Introduction to SIEM

Room progress ( 0% )

To access material, start machines and answer questions login.

Task 1Introduction

Security Information and Event Management system (SIEM) is the core security solution that a SOC analyst uses in the security operations center. In this room, we will learn how different devices in a network generate logs and why it's essential to have a centralized solution to collect, normalize, and correlate these logs.

Learning Objectives

Understand the different types of log sources
Identify the limitations of working with isolated logs
Recognize the importance of a SIEM solution
Explore the features of a SIEM solution
Learn various types of log sources and their ingestion in the SIEM
Understand the process behind alerting and alert analysis

Answer the questions below

What does SIEM stand for?

Task 2Logs Everywhere, Answers Nowhere

Logs Everywhere

Multiple devices in a network communicate with each other and, most of the time, with the Internet through a router. The image below shows an example of a simple network that comprises multiple Linux/Windows-based Endpoints, one data server, and one website.

A network diagram showing multiple servers and workstations.

These devices continuously generate logs of the activities that occur within them. We can also call these devices log sources. The logs they generate serve as a trail of all the activities and are extremely helpful for identifying malicious activities or general troubleshooting. These log sources are mainly divided into two categories, which are discussed below.

1) Host-Centric Log Sources

These log sources capture events that occurred within or related to the host. Devices that generate host-centric logs include Windows, Linux, servers, etc. Some examples of host-centric logs are:

A user accessing a file
A user attempting to authenticate.
A process execution activity
A process adding/editing/deleting a registry key or value.
PowerShell execution

2) Network-Centric Log Sources

Network-related logs are generated when the hosts communicate with each other or access the internet to visit a website. Devices that generate network-centric logs are firewalls, IDS/IPS, routers, etc. Some examples of network-centric logs are:

SSH connection
A file being accessed via FTP
Web traffic
A user accessing the company's resources through VPN.
Network file sharing Activity

Together, these host-centric and network-centric log sources constantly create numerous logs in a network.

Answers Nowhere

Until now, it seems pretty straightforward that these log sources generate logs, we analyze them, and identify malicious activities. However, it's not that simple. It has some challenges. Some of them are discussed below:

Numerous Log Sources A network has many log sources, which generate hundreds of events per second.
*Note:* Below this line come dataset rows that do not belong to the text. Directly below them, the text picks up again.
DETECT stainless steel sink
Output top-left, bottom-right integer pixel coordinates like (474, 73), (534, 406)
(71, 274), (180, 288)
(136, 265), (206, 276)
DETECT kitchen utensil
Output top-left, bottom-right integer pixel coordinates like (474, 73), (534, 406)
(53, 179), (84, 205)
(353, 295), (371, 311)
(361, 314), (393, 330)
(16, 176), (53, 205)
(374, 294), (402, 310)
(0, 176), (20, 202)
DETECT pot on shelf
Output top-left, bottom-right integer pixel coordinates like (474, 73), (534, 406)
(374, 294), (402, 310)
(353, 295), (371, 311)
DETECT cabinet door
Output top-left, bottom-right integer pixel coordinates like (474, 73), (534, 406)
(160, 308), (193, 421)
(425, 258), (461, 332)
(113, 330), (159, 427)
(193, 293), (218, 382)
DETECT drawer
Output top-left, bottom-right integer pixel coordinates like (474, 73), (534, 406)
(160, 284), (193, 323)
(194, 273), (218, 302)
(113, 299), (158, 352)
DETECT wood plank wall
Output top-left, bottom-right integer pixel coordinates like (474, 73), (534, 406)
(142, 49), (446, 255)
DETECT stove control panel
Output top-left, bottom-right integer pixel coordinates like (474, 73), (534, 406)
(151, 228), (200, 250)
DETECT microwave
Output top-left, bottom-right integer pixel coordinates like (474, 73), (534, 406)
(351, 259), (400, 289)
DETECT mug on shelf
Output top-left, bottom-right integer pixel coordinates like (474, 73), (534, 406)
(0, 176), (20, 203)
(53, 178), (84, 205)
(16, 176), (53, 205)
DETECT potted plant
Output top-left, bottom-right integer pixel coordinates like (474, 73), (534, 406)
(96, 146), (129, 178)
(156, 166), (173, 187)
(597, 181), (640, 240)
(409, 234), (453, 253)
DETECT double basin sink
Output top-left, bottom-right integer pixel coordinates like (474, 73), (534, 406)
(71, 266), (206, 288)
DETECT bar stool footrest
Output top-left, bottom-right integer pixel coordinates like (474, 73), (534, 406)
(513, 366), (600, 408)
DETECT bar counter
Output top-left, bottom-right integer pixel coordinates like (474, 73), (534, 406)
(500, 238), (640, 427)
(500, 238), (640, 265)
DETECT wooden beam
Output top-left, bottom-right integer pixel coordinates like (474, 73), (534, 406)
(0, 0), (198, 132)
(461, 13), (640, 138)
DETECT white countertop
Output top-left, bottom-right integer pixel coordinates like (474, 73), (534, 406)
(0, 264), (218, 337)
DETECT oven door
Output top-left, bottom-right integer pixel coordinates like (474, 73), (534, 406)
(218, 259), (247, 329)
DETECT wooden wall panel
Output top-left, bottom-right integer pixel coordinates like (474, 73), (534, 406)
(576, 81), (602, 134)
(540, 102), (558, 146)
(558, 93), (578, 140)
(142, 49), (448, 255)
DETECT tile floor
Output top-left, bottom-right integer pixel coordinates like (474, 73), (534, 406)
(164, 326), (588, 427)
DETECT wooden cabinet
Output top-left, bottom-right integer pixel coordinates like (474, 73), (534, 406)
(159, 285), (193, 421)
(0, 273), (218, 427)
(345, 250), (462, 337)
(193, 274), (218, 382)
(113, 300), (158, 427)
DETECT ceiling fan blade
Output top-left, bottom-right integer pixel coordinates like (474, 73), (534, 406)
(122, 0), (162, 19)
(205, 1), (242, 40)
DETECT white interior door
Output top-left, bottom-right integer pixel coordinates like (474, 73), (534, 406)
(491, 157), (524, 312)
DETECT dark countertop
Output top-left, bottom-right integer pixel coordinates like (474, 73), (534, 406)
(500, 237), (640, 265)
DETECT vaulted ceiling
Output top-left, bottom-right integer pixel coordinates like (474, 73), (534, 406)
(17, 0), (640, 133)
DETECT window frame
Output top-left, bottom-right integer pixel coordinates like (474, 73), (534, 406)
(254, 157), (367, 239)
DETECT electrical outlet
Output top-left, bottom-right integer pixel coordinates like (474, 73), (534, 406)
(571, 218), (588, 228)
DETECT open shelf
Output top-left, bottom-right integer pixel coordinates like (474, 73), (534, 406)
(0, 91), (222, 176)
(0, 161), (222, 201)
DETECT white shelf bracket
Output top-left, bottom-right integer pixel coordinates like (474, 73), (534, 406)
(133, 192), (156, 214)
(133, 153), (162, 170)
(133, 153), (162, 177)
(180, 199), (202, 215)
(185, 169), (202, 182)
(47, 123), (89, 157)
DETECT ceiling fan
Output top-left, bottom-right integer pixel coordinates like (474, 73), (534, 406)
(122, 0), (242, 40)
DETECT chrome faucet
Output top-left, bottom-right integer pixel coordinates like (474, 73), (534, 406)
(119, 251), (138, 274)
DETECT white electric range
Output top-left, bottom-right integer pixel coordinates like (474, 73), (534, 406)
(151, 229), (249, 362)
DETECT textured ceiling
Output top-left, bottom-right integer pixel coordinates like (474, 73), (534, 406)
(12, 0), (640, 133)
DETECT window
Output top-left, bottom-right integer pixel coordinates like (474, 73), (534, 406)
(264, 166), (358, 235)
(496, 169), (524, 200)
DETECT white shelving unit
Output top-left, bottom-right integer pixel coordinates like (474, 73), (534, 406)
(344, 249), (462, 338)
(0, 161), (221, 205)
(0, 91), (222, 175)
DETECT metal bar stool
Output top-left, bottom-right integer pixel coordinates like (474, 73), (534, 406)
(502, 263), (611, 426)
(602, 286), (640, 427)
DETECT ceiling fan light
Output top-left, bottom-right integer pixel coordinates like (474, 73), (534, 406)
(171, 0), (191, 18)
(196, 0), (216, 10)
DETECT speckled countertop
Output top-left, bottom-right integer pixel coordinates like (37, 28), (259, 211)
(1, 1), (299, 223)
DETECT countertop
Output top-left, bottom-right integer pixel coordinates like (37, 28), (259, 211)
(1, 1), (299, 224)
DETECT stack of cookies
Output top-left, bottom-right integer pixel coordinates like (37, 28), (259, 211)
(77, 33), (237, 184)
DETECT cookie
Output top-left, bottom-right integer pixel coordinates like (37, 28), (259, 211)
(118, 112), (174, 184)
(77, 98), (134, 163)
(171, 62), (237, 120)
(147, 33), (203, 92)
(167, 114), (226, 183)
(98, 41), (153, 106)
These logs are scattered across different devices, and examining the logs on each device one by one in case of an incident can be tedious.
No Centralization As logs reside on the machines on which they are generated, you may need to connect with each log source via SSH, RDP, etc., to analyze logs from multiple log sources. This is very inefficient and can waste a lot of your valuable time during the investigations.
Limited Context Individual logs cannot tell the whole story of an activity. During any incident, the individual activities on different log sources may seem harmless. But if these logs are correlated, they can indicate a whole different story. For instance, you observed a file access event in a system, which is generally normal activity. However, if you correlate different log sources, you might come to know that this file was accessed by a user who accessed this machine through lateral movement after compromising another machine in the network.
Limited Analysis The log sources generate numerous logs per second, and analyzing all the logs from all the devices manually to identify any abnormal activity is nearly impossible for humans. Realistically, the analysts will miss a lot of important logs in between the analyses due to their huge number.
Format Issues Different log sources generate logs in various formats. Analysts need to know all these formats to analyze them, which can be extremely difficult, especially when dealing with numerous log sources in a network.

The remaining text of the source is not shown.